Ela lembrou que o governo espera preço mínimo de R$ 4,8 bilhões para o aeroporto do Galeão e de R$ 1,1 bilhão para Confins. "O preço mínimo é um valor que nós acreditamos que é razoável pelos ativos oferecidos", comentou.
Galeão atingiu no ano passado 17,5 milhões de passageiros mas é esperado que para o final da concessão de 25 anos chegará a 60 milhões, ao passo que em Confins, que teve 10,4 milhões em 2012, a expectativa é que em 30 anos chegará a 43 milhões de passageiros.
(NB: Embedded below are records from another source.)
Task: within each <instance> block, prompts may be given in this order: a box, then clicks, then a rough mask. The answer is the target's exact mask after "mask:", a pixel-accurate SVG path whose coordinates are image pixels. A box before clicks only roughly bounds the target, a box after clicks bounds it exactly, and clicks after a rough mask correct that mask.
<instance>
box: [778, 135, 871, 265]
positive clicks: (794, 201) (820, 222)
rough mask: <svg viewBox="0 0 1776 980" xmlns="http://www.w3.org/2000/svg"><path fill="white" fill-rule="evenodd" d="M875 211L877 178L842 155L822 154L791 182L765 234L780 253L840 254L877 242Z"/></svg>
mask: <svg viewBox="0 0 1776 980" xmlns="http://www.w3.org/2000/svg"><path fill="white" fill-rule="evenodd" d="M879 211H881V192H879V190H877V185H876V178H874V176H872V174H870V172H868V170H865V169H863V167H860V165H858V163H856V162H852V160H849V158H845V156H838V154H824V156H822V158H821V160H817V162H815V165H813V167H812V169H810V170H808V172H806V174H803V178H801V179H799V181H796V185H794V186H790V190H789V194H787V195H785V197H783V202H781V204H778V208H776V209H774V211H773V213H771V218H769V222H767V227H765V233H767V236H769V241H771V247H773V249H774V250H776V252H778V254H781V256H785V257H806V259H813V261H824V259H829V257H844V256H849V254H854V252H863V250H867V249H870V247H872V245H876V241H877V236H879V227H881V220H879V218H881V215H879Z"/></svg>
O governo espera que os investimentos no aeroporto do Rio pelo agente privado atingirão R$ 5,6 bilhões no período. Já para Confins a previsão é R$ 3,5 bilhões.
Segundo a secretária, pelo menos seis empresas já manifestaram interesse em participar do leilão. Ela destacou que há informações de que as operadoras dos aeroportos de Frankfurt, Paris, Houston e Cingapura estariam entre eles.